I for one project them to subscribe to last year’s formula again: lots of points in the regular season and a defeat in the Stanley Cup semifinals. But instead of Chicago, I anticipate the Detroit Red Wings ending San Jose’s season.
It’s not exactly walking out on a limb to pick Detroit, but maybe the Wings are a little less of a favorite than in years past. After all, Detroit’s core and complementary players – aged already last season – are a year older. There’s no telling what the Wings will get out of Todd Bertuzzi, Kris Draper and newly signed Mike Modano as a supporting cast to the “Henrik Zetterberg and Pavel Datsyuk Show.”
And after two straight trips to the finals, the Wings proved they were mortal in losing to the Sharks in last year’s second round. However, that means that for the first time in a couple years they had a longer summer to recuperate.
For me, the top two teams in the West are San Jose and Detroit. I give the Wings the edge because of their goaltending (Jimmy Howard over the Antti Niemi/Antero Niittymaki combo), their depth on defense (Jonathan Ericsson is going to push for top-four minutes) and their decision to fill their bottom six forward corps with veterans rather than youngsters (Modano, et al. over Logan Couture and friends).
The sexy pick around North America this season is Vancouver. However, I’m not sold on their improvements on defense – adding Keith Ballard and Dan Hamhuis – making up for what they lack up front, where I don’t see a lot of firepower after a top five led by the Sedin brothers.
So instead of sexy, I’m going for old reliable to prevail once the postseason plays out in the West.
Here are my Western Conference predictions:
1. San Jose
Joe Thornton should produce a monster year, but the Sharks’ bottom six forwards are mostly green and I don’t love their defense after Dan Boyle.
Nicklas Lidstrom’s possible swan song should really only end one way: with a Cup. The health of the supporting cast will determine whether that conclusion becomes reality.
Like an old sitcom, it seems “Everybody Loves Vancouver” this fall. Well, I’m not buying any team that’s leaning on Mason Raymond in its top six and I still want Roberto Luongo to prove he can do it in the postseason for more than two rounds.
Practically the same team from last year should finish in the same place this year, although it remains to be seen if a full year of Derek Morris plus more contributions from young defenseman Keith Yandle and the addition of rookie Oliver Ekman-Larsson help the ‘Yotes overcome the loss of Zbynek Michalek.
I’m expecting this to be the year Shea Weber enjoys a real coming out party. So you combine the defenseman playing the best hockey in the league with a Finnish sensation in net in Pekka Rinne, and you get a team that shocks the world by finishing in the thick of things.

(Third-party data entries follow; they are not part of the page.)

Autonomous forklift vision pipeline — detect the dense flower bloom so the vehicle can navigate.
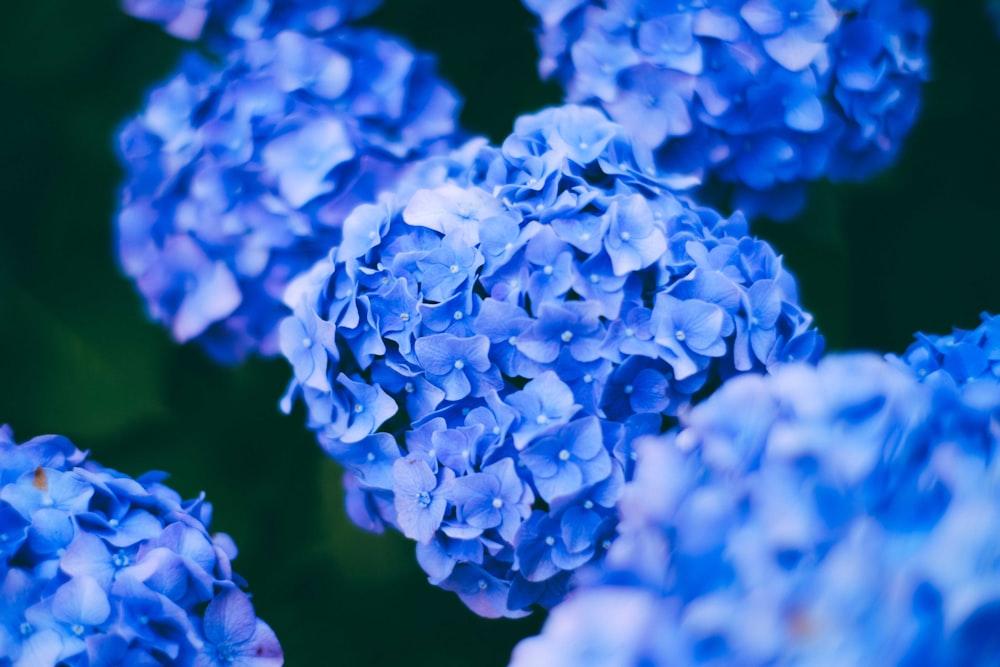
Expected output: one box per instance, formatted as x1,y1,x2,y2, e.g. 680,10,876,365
116,27,461,363
523,0,930,219
510,353,1000,665
279,104,822,616
0,425,283,666
121,0,381,43
890,311,1000,387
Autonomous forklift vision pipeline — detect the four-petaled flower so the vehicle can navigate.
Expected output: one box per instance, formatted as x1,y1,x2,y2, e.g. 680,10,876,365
394,457,455,543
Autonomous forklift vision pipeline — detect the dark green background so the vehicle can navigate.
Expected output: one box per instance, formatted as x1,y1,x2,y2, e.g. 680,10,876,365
0,1,996,664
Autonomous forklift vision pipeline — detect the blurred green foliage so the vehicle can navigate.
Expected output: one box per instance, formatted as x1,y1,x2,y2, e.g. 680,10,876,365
0,0,997,664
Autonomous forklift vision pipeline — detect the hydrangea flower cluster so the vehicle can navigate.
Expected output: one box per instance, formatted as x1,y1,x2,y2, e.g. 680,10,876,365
117,27,461,363
121,0,381,43
523,0,930,219
890,312,1000,388
510,353,1000,665
279,104,822,616
0,426,283,666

Half the team will have Stanley Cup hangover and half will be getting used to playing in a new city while dealing with opponents gunning for the defending champs. Patrick Kane and Jonathan Toews keep the ‘Hawks afloat on sheer talent, but Marty Turco is the wrong netminder in the wrong place.
7. Los Angeles
Don’t get me wrong, I understand why so many are in love with the talent on this team. And Drew Doughty is going to be in the Norris race all year. But there comes a time when you have to supplement young talent with a veteran superstar, even if that means giving up a young chip or two. LA hasn’t done that. And I smell a goaltender controversy brewing between Jon Quick and Jonathan Bernier.

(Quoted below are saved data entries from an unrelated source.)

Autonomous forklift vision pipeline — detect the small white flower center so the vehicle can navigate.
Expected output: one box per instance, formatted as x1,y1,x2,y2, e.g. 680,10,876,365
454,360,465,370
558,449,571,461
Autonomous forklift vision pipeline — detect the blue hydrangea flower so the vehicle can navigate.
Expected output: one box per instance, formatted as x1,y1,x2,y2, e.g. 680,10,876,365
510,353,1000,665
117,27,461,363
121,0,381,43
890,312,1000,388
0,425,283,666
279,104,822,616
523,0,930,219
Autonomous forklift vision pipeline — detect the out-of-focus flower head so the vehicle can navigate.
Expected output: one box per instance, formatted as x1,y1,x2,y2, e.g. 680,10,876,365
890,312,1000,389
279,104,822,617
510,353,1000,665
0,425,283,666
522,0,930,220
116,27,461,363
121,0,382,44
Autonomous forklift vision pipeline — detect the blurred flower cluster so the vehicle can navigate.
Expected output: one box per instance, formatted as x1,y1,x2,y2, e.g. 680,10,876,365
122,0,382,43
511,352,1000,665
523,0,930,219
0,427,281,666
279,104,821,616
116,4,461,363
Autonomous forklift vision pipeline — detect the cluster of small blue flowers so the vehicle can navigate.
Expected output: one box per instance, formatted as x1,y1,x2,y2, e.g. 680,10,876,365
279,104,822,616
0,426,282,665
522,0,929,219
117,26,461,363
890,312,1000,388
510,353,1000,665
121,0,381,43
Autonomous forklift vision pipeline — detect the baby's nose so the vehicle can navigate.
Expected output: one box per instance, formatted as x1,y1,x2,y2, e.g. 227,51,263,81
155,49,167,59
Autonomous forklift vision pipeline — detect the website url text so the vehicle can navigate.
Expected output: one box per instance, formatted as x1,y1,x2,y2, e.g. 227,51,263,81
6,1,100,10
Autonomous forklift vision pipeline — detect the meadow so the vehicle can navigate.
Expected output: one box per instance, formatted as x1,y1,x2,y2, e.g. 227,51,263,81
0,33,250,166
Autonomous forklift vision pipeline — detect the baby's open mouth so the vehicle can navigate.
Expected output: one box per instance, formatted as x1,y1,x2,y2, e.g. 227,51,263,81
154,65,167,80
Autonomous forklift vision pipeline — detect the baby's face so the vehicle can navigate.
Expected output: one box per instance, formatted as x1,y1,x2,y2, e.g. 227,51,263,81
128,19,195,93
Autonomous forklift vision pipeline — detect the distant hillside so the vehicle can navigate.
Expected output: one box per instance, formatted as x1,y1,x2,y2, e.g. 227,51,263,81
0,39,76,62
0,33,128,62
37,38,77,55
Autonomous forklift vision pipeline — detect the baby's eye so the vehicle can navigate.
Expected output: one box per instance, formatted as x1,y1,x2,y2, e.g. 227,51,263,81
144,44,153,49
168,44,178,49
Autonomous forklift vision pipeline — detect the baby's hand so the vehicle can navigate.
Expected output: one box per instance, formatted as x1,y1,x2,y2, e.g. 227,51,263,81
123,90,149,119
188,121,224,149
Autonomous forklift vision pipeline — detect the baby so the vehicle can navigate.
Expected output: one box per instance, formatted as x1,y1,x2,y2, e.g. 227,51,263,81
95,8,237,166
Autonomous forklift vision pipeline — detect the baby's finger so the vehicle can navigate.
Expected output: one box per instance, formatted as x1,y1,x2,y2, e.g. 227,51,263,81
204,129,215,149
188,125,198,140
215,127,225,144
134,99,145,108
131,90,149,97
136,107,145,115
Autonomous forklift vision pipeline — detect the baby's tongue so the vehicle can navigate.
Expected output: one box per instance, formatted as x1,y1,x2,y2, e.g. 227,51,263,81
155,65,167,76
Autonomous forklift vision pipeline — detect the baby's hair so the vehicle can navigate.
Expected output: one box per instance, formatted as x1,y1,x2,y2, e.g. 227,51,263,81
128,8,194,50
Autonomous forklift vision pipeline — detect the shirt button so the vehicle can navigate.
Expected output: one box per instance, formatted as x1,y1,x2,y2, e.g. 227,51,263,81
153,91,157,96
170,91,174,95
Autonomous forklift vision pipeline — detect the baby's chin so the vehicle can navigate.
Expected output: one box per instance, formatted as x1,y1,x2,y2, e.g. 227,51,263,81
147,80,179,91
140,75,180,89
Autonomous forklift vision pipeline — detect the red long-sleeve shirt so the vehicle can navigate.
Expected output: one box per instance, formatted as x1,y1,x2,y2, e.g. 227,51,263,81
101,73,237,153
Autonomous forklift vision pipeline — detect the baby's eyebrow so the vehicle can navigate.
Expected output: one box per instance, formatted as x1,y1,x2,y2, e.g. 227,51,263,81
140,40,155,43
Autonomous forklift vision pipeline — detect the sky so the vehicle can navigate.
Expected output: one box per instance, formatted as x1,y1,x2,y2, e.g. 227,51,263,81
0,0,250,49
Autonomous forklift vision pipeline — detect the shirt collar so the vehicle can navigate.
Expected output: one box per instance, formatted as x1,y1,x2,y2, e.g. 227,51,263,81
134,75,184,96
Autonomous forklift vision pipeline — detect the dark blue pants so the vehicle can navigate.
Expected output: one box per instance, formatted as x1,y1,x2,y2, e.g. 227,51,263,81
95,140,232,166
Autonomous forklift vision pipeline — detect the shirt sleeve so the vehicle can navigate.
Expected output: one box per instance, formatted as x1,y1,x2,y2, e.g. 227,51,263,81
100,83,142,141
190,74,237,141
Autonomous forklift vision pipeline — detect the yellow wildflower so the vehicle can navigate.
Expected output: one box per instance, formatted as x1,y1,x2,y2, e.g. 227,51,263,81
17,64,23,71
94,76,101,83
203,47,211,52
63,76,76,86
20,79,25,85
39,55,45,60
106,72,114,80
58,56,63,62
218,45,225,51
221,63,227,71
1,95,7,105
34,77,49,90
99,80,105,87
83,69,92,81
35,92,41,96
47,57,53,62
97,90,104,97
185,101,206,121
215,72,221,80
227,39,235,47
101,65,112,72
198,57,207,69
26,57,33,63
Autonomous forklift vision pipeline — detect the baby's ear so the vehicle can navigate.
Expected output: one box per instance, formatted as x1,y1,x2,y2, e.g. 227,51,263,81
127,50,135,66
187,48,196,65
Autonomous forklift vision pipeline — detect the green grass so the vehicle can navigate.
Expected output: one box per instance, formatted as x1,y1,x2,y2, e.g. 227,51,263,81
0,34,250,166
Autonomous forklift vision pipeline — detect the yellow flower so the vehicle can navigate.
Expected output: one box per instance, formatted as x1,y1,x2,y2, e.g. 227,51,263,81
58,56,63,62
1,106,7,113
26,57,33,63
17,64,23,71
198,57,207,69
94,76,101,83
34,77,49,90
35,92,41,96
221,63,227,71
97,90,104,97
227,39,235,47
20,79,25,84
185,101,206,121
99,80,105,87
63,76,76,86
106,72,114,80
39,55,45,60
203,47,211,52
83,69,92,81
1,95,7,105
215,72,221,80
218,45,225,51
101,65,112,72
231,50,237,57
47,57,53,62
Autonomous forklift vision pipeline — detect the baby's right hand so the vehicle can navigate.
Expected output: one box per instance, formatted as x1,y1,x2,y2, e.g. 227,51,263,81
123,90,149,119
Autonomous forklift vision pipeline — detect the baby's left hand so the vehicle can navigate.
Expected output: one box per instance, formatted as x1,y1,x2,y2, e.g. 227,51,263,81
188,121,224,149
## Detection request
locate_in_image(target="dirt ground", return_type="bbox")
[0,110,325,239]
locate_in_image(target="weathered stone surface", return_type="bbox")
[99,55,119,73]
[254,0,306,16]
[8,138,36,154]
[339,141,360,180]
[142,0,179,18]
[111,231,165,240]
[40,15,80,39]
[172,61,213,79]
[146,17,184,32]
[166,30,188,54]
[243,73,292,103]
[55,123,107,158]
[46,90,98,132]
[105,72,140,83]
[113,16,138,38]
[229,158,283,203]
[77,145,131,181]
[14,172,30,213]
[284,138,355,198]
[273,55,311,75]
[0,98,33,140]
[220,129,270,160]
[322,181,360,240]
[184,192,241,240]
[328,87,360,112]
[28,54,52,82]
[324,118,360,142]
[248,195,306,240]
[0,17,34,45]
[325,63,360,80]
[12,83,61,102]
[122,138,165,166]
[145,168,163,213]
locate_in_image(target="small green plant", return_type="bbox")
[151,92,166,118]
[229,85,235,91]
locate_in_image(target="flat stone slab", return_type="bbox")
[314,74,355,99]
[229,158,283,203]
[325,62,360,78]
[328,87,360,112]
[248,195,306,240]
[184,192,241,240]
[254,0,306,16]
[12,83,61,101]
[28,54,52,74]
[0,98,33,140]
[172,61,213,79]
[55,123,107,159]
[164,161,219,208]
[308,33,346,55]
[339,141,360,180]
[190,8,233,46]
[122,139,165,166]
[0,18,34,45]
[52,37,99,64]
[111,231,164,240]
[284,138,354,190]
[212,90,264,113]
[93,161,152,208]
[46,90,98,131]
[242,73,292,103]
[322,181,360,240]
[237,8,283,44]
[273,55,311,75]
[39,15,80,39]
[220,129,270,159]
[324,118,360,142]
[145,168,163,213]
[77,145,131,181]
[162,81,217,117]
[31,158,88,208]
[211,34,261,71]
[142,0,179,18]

This could be anybody’s spot really, but I give it to the Flames based on a year’s experience playing in Brent Sutter’s system and the best goaltending, with Miikka Kiprusoff, among the teams eight through 15 in the West.
After taking everyone by surprise last season, the Avs are due for a drop-off. There’s no way Craig Anderson repeats his outrageous season of last year, and Colorado failed to supplement its young talent with some veteran help.

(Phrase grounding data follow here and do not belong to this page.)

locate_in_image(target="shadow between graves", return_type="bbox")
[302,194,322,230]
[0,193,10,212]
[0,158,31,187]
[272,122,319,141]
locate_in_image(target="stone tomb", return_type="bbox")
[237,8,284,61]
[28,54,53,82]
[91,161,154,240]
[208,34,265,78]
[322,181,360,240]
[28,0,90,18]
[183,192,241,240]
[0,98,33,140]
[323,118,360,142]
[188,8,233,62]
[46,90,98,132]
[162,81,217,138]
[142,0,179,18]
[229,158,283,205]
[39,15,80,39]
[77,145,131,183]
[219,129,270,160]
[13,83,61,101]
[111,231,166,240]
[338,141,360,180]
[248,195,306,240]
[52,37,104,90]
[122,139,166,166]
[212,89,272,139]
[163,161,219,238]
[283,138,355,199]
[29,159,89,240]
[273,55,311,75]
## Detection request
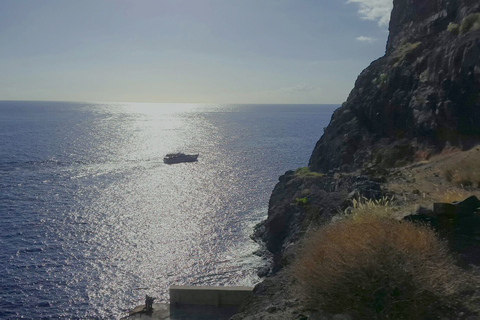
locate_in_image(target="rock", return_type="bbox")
[257,266,270,278]
[280,243,297,267]
[415,205,435,216]
[351,178,382,199]
[433,202,460,217]
[265,305,277,313]
[404,196,480,265]
[309,0,480,173]
[455,195,480,214]
[433,195,480,218]
[253,171,380,271]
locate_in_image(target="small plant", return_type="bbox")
[390,42,421,68]
[447,22,460,35]
[376,73,388,88]
[344,196,397,220]
[293,215,465,319]
[460,13,480,34]
[295,197,308,206]
[419,69,429,83]
[294,167,324,178]
[379,73,388,83]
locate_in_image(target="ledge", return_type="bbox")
[169,285,253,307]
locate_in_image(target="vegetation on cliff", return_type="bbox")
[294,214,465,319]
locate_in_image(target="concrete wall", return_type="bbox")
[169,285,253,307]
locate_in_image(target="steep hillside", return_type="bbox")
[309,0,480,172]
[235,1,480,319]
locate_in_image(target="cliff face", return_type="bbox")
[254,171,381,271]
[256,0,480,274]
[236,2,480,318]
[309,0,480,172]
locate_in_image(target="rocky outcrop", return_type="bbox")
[253,170,382,272]
[309,0,480,173]
[405,196,480,265]
[260,0,480,267]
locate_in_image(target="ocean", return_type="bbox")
[0,101,338,319]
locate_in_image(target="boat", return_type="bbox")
[163,153,199,164]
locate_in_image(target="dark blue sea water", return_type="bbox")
[0,101,337,319]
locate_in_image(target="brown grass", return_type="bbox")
[343,196,400,220]
[444,149,480,187]
[431,188,477,203]
[383,147,480,220]
[293,214,465,319]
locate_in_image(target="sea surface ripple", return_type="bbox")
[0,101,337,319]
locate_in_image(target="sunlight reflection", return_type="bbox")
[1,102,337,318]
[119,103,203,115]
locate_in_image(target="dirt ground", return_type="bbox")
[379,146,480,217]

The Ducks are almost starting from scratch on the back end. So Jonas Hiller will be tested often in net and will count on one of the league’s better top-six forward groups to provide enough offense – but it won’t score enough to get this club into the postseason.
11. St. Louis
I just don’t see how a team relying so much on bounce-back seasons from would-be scoring stars Brad Boyes and David Backes can really be a playoff threat. And I’m not convinced Jaroslav Halak is the second coming.
Nicklas Backstrom in goal gives the Wild a puncher’s chance to win every night. This team in transition lacks a superstar, but with one season now between them and the Jacques Lemaire era, Mikko Koivu & Co. should be able to keep things interesting until the season’s final weeks.
The infusion of three of the league’s best prospects – Taylor Hall, Jordan Eberle and Magnus Paajarvi – should be enough to keep the Oilers out of the conference basement, even if the rest of the roster is a rag-tag group.
The team that finished 14th in the West last season did nothing to improve this summer. So another next-to-last-place finish is in the cards. Rick Nash must regret re-signing in the Buckeye State every day he wakes up.
If ever there was a team that obviously wants the No. 1 pick in next year’s draft, it’s the Stars, who are counting on a lot of youth to emerge as primetime players at once. I’d expect Brad Richards will be the most coveted, and available, trade chip come February.